I'm gonna go wild and crazy and assume you work with IT in some way since you're on HN.
How on earth does idle RAM consumption matter to you when a GB of RAM is cheaper than a beer?
I'm not a Windows fan, I don't let Windows control any hardware other than a GPU on any of my systems but i do run it in a VM for gaming. I just don't see the problem, more RAM usage could even be better for performance. It's a useless metric.
It's funny you have concerns with Windows using too much memory at idle, I actually have no idea how much memory my daily-driver Ubuntu install uses at baseline, but my #1 issue with desktop Linux is how badly it behaves when low on free memory. Windows and MacOS will at least warn/prompt you to kill programs. On Linux, by default....the mouse just stops moving and you can't do anything. You can fiddle with settings and install tools like earlyoom to mitigate it, but the default behavior is insanely bad for a desktop OS. Despite having 32GB of RAM I still run into it occasionally and it drives me nuts.
The more I am using Linux the more I wish I had gone with Fedora for my personal desktop when I was forced to switch from Windows to Linux a couple of months ago (forced by hardware issues with an unused onboard video controller which I can set Linux to fully ignore but sends Windows in an infinite reboot loop).
Don’t get me wrong. Out of the Windows, Mac and Ubuntu machines I have, the Ubuntu one is still my favorite (especially since switching from 20.04 LTS to 20.10) but Fedora is doing things so much more along the lines of what I want.
It’s more cutting edge but still very stable and well tested. It doesn’t force snaps onto me. I’d much rather install flatpak software. And it has a cleaner Gnome interface. Even though I kind of like the Ubuntu sidebar dock, it’s not worth all the other awkward behaviors with Ubuntu trying to override Gnome (for example, the existence of the Ubuntu Software store really annoys me since it doesn’t support Flatpak and simply seems to run a lot worse than the Gnome software store that I also have installed).
Indeed, I think I'm going to make the jump to Fedora from 20.04. Really hard decision too as I've been an Ubuntu guy for the majority of my computing life.

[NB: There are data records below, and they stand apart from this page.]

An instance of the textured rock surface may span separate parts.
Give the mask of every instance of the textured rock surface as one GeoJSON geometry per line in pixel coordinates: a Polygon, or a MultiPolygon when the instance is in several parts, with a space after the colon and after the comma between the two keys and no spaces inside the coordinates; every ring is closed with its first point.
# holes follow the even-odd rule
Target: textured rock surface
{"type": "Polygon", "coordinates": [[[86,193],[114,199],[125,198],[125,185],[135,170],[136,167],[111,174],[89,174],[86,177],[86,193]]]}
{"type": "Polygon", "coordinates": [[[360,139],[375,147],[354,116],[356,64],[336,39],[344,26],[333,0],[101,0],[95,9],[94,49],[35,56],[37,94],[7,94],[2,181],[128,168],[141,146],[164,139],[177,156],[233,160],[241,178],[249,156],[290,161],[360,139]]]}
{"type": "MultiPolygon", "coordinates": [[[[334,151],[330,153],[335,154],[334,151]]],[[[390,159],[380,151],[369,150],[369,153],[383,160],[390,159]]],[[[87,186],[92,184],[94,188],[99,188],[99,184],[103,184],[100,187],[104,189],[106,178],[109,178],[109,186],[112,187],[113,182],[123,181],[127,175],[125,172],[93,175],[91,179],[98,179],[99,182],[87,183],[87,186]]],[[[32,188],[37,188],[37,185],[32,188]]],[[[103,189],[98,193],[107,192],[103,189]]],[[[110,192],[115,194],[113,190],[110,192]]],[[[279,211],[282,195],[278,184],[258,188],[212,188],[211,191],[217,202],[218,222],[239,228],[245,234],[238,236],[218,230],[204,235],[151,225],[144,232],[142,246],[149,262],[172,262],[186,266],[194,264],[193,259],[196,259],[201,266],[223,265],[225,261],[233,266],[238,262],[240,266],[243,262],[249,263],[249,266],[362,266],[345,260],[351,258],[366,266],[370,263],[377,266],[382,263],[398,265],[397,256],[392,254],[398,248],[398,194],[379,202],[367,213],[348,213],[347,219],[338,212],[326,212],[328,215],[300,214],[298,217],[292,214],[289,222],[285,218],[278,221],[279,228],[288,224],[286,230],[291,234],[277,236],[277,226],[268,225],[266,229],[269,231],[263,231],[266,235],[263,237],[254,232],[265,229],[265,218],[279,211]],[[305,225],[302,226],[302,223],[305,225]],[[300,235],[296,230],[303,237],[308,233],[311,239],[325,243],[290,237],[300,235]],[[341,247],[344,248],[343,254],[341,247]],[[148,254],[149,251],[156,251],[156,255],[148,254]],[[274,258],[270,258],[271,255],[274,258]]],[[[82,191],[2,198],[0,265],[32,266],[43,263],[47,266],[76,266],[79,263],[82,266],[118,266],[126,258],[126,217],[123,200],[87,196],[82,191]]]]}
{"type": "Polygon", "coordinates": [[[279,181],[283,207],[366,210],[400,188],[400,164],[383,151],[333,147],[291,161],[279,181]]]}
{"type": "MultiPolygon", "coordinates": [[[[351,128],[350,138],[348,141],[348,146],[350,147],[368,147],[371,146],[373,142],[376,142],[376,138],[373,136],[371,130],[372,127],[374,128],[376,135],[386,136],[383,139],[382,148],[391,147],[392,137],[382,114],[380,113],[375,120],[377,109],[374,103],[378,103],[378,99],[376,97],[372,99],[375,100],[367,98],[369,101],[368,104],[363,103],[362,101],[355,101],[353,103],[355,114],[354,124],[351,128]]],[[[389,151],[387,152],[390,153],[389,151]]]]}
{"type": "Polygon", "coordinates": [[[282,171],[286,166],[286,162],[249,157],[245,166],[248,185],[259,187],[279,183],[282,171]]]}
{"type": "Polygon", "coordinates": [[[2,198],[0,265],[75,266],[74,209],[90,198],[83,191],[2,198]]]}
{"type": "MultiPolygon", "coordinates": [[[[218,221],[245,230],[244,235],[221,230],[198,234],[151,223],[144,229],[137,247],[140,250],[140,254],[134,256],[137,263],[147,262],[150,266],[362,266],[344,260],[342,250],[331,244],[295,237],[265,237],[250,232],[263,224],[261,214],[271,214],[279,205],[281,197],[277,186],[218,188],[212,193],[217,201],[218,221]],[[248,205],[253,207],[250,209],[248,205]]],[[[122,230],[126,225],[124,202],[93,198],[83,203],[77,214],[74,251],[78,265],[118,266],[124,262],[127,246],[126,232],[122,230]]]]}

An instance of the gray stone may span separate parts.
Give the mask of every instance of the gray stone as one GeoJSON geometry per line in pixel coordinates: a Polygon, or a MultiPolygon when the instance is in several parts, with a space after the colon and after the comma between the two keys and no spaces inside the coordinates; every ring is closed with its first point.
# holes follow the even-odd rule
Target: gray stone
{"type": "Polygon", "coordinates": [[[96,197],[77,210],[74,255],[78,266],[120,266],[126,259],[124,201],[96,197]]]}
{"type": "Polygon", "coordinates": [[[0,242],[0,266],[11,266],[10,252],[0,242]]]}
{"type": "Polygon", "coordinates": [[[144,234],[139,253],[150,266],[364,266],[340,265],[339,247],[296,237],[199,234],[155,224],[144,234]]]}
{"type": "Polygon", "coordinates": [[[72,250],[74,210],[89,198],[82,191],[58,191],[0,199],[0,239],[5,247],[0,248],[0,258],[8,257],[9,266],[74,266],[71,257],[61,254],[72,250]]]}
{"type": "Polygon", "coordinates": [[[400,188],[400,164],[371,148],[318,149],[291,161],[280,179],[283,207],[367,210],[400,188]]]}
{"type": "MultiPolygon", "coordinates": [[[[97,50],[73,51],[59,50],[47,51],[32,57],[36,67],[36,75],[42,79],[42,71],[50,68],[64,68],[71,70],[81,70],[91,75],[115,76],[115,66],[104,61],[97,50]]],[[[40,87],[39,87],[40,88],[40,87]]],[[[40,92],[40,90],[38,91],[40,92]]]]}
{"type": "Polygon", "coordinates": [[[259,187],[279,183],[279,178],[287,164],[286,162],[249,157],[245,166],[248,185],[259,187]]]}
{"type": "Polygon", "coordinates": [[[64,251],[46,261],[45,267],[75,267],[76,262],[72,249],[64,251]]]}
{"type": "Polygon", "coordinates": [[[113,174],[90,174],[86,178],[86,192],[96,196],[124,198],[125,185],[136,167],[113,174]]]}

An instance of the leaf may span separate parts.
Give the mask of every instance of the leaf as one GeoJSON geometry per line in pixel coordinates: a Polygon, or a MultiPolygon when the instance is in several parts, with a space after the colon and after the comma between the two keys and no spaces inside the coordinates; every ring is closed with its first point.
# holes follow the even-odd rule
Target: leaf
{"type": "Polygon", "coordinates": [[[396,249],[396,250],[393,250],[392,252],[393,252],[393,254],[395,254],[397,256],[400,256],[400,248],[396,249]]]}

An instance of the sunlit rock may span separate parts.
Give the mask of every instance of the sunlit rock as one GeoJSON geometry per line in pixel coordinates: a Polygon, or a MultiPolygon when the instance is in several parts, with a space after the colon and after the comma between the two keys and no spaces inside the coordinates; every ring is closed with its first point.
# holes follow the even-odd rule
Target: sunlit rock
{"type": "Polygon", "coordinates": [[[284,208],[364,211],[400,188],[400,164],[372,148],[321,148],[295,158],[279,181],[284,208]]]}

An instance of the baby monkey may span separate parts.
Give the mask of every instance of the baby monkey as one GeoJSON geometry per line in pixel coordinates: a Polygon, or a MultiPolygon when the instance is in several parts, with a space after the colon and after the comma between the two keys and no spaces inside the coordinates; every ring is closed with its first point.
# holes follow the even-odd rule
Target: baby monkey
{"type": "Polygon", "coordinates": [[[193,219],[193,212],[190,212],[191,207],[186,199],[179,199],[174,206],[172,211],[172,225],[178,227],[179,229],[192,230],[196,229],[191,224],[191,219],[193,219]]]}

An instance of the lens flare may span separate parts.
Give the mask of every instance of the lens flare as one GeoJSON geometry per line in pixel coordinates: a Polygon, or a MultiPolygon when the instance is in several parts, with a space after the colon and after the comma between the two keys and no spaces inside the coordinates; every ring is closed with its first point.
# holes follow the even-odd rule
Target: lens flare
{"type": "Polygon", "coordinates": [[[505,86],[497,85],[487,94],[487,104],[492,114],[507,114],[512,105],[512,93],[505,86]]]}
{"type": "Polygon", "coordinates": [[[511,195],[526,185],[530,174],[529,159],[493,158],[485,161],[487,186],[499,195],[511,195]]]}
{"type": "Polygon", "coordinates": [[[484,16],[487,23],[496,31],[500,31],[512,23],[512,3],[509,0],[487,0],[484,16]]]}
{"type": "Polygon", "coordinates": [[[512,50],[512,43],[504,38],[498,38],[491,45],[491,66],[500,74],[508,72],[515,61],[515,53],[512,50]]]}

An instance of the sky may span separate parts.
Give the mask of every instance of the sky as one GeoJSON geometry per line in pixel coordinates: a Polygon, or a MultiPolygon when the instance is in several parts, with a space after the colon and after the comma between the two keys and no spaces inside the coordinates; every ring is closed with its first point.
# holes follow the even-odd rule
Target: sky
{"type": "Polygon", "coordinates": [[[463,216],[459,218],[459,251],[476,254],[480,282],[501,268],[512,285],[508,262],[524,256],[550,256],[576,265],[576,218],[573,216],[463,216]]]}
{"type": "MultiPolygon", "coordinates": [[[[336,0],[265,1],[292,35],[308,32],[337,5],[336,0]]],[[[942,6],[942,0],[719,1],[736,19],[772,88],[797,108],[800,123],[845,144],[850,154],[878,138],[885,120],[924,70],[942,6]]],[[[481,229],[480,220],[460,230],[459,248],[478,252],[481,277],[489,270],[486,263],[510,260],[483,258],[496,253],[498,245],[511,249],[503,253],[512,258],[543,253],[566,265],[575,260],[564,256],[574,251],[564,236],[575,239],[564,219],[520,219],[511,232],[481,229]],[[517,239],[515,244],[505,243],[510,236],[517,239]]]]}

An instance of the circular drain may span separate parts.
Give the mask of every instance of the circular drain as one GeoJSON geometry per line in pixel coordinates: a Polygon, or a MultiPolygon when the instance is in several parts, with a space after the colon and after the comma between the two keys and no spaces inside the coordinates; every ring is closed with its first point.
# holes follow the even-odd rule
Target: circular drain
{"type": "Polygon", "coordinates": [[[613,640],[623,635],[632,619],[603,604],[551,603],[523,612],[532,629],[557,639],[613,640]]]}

Agree on all points as well - Vanilla GNOME > Unity, Flatpaks > Snaps. The Snap Store is just GNOME Software with some plugins/tweaks FWIW, this is changing (has changed?) soon though. I learned this by investigating a memory leak https://gitlab.gnome.org/GNOME/gnome-software/-/issues/942
Get a good amount of swap on ssd, the default 2GB on most distros is not nearly enough to save you when you really need swapping. IIRC you can even make it sparse to not occupy disk space when you're not using it.
> IIRC you can even make it sparse to not occupy disk space when you're not using it.
While this sounds great, not allocating storage for swap means either you'll have that space unallocated or you won't have any swap because your system is full.
Administrative overhead is simpler though, and sparse files don't have any performance overhead in later kernels (Citation needed, read somewhere on some wiki)
I have a couple of sparse swap files handy for when I know I'll need them.
And it happens with some very specific and predictable use cases.
Usually it's when I need to load some big timeseries csv files from pandas and parse a datetime index. Or when I need to process big images. It's useful to be able to attach some additional swap when you need it and drop it afterwards.
For everyday use I never even exceed 16GBs... Guess everyone has different needs, but there is no way it swaps over 32GB for normal applications, even taking into account overcommitting.
I have 40GB RAM (Weird number indeed, 8GB soldered, 1x 32GB stick) in my machine. The problem I have is that even with 2 WDS500G2B0C-00PXH0 NVME in RAID1 it takes awhile for the machine to hibernate and resume from hibernation, It's faster to boot the system cold (but then I don't have state).
I've been reading but never really figured out. Can ZSWAP or ZRAM write compressed to disk somehow too?